Con el Parque Industrial como epicentro de la energía piojera y el emotivo show de Manu Martínez como antesala, la provincia vive una noche histórica.
La espera terminó y el rugido de los motores en la ruta fue el preludio de lo que se vive a esta hora en el Nodo Tecnológico. La previa de Ciro y los Persas no es solo un concierto; es un movimiento que ha transformado el paisaje del Parque Industrial en un santuario del rock nacional. Con un flujo constante de gente y el corte de tickets que no se detiene, ya son más de 4 mil almas las que custodian el escenario, esperando el momento en que Andrés Ciro Martínez tome el micrófono.
Un encuentro de hermandad nacional
Lo que se respira en los alrededores es mística pura. Las banderas —esos "trapos" que cuentan historias de kilómetros recorridos— decoran cada rincón. El carácter federal del encuentro se siente en testimonios como los de Álvaro y Martina, que llegaron desde Yerba Buena, Tucumán, para fundirse en un abrazo con los fanáticos de La Banda.

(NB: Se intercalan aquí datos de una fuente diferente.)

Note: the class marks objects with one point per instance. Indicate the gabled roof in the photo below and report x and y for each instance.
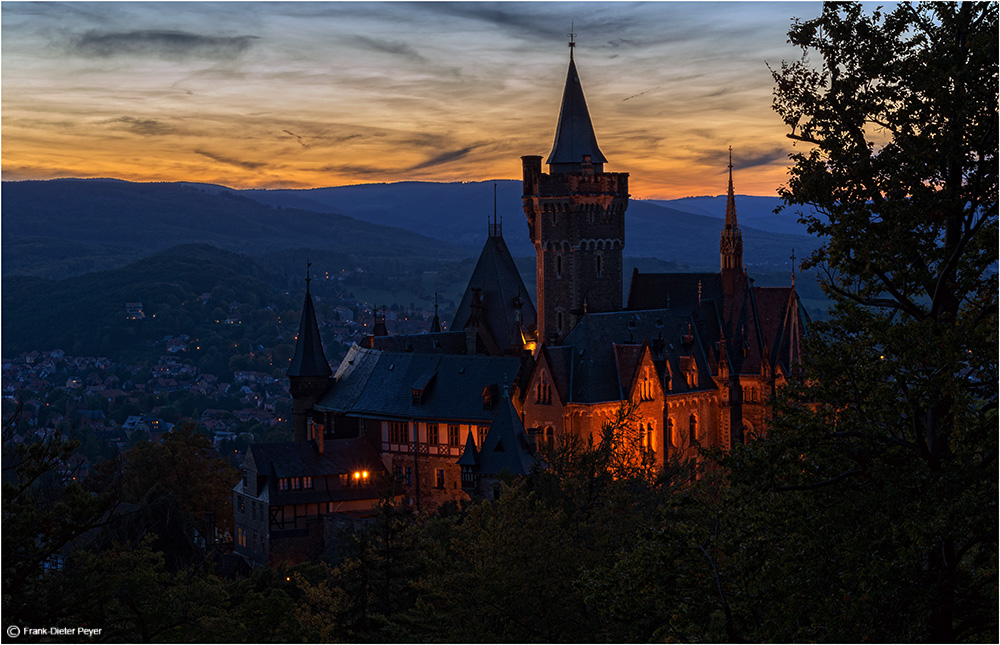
(441, 342)
(676, 291)
(574, 133)
(506, 444)
(500, 291)
(309, 359)
(598, 359)
(470, 456)
(275, 461)
(371, 383)
(627, 360)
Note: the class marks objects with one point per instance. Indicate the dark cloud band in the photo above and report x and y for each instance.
(163, 44)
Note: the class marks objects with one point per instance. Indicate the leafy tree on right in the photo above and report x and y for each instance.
(869, 511)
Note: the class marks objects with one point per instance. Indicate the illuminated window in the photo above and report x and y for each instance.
(398, 432)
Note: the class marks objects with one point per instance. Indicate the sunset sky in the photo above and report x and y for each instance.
(302, 95)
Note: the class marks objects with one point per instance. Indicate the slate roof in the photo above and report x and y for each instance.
(758, 323)
(302, 459)
(598, 359)
(444, 342)
(575, 135)
(380, 384)
(650, 290)
(500, 285)
(505, 446)
(309, 359)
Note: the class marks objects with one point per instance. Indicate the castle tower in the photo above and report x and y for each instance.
(576, 220)
(309, 372)
(731, 244)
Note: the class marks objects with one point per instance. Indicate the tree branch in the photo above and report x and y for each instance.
(823, 484)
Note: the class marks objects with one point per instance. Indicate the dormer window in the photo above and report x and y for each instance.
(491, 396)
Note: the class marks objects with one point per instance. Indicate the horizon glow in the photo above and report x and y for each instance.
(314, 94)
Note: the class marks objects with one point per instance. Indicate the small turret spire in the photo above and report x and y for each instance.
(435, 321)
(309, 359)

"Nos vinimos sabiendo que a solo dos horas íbamos a disfrutar de este show que promete ser épico", comentó Martina mientras posaba junto a una bandera con el logo inconfundible de Los Piojos. Como ellos, miles de fanáticos han hecho base en diferentes puntos de Santiago para converger en este encuentro, el más enérgico de la agenda 2026.
Herencia y fuerza arrolladora
La temperatura emocional del Nodo subió varios grados con la previa musical. En un gesto cargado de simbolismo, la apertura estuvo a cargo de la hija de Ciro, Manu Martínez, quien con su talento comenzó a ablandar los corazones antes de que la fuerza arrolladora de Los Persas tome el control total de la noche.

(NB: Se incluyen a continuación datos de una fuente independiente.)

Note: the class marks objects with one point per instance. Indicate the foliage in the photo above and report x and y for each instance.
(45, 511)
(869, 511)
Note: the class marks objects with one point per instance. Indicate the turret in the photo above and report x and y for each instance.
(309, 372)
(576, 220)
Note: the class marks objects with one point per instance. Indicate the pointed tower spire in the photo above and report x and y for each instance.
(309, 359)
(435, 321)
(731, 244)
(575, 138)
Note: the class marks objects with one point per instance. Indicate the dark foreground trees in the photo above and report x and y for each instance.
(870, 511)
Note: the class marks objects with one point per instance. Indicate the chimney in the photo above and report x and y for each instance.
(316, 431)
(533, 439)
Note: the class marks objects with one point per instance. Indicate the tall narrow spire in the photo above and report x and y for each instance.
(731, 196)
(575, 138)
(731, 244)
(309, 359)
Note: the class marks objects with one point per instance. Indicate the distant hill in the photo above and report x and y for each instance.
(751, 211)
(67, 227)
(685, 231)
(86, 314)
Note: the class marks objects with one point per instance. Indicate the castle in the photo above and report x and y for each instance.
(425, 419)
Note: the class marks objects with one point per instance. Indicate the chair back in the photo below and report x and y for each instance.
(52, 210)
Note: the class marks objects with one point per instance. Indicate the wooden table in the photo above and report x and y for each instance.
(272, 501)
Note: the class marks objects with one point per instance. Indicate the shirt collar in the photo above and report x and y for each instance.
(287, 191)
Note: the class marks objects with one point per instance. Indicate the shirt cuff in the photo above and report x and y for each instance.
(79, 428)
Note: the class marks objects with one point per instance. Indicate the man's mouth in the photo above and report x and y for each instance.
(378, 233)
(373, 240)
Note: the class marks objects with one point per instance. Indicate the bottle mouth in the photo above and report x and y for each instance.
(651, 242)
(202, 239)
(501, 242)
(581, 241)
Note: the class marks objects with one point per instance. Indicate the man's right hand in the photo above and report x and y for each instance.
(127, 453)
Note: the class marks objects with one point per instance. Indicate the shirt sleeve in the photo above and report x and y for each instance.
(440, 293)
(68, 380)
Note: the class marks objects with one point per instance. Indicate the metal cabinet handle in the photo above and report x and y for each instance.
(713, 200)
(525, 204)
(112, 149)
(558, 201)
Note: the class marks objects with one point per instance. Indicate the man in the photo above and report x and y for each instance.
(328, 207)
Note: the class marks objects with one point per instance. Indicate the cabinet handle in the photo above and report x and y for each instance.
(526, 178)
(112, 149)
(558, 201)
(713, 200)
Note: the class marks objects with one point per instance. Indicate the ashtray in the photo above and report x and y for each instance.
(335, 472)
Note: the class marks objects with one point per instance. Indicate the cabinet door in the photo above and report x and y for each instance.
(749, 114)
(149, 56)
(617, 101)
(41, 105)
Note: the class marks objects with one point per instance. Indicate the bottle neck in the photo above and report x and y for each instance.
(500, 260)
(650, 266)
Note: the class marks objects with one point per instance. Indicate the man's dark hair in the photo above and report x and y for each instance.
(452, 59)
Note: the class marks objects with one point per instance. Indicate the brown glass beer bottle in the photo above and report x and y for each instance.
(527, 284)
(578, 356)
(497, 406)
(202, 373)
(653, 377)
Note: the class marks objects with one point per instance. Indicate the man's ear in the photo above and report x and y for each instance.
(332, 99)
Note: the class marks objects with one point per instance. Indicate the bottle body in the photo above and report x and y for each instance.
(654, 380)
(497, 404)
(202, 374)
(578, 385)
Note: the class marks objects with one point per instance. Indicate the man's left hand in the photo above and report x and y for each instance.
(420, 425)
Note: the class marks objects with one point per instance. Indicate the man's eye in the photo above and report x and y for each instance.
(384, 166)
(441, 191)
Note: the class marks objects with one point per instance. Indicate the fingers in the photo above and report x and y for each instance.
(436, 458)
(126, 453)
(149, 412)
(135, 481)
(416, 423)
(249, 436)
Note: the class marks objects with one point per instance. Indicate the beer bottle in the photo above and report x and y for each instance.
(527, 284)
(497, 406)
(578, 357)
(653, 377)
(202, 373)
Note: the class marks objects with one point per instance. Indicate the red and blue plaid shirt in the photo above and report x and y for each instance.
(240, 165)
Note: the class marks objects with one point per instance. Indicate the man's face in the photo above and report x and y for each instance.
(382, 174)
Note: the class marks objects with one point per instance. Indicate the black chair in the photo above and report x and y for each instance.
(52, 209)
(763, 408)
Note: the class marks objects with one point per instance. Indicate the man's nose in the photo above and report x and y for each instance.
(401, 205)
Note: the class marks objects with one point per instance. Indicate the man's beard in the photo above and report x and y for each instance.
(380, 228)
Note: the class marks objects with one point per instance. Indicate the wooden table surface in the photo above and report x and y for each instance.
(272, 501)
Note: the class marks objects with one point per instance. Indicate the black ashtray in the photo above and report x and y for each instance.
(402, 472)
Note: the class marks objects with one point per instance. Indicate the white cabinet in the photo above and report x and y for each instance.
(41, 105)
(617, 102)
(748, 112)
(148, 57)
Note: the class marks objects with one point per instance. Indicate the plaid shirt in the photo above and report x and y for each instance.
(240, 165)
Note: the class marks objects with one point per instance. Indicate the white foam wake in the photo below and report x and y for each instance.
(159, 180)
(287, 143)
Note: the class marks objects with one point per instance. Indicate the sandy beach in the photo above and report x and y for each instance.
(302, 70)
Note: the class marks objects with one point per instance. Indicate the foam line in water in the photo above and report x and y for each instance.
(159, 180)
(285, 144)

La organización, a cargo de Prodart, ha desplegado un operativo a la altura de las circunstancias, permitiendo que la mística se viva con seguridad y fluidez. Santiago del Estero vuelve a demostrar que su interior es una plaza vibrante, capaz de albergar la liturgia de un rock que sigue pasando de generación en generación, uniendo familias y provincias bajo una misma armonía.
El ritual ya comenzó. El aire está cargado de esa electricidad que solo Ciro Martínez sabe generar. ¡Santiago ya es una fiesta Persa!